The answers to these questions and more were answered in Daring Greatly by storytelling researcher and psychologist Dr Brené Brown. Exploring the width and depth of how we live, love and engage with one another, Daring Greatly challenges us to defy the prevailing social climate of scarcity in order to live and love more wholeheartedly.
Weaving in numerous anecdotes from her research work in social psychology, Dr Brown implores us to embrace vulnerability so that we can reclaim our emotions, reignite our passion and purpose, and live more truthful and courageous lives.
Understanding our culture of scarcity
Quipped as the “never enough” problem, a culture of scarcity makes us feel defeated when we compare our lives, marriages, families and communities to unattainable media-driven standards of perfection. If you think about it, much of our society today runs on a shame-prone culture.
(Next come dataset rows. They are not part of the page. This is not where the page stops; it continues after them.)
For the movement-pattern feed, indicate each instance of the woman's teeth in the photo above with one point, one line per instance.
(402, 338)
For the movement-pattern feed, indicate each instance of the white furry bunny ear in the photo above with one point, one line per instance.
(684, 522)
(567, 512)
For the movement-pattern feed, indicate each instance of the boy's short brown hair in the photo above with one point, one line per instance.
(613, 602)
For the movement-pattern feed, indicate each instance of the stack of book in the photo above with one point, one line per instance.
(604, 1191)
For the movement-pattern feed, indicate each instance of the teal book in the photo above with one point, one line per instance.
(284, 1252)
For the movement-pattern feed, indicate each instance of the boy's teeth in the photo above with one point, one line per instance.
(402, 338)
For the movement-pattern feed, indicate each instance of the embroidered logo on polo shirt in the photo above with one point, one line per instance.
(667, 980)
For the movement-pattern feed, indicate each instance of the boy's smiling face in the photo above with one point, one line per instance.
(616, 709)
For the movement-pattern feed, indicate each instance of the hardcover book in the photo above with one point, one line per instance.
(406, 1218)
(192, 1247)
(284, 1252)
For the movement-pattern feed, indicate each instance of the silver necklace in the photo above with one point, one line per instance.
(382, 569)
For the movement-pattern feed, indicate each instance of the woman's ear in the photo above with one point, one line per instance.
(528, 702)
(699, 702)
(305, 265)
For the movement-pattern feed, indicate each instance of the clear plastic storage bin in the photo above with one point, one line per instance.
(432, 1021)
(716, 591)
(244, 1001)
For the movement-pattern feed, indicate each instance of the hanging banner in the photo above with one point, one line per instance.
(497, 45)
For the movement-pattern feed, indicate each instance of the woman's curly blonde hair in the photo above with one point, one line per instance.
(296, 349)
When we were young, our parents may regale us with scary stories of a bleak future if we fail to study hard and do well academically. In social gatherings, we are often asked what we do for a living, where our kids study, or which destination will we go to for our year-end holidays. At work, performance grades and bonuses are seen as a hallmark of pride, while those who are average or below are either forgotten or ridiculed.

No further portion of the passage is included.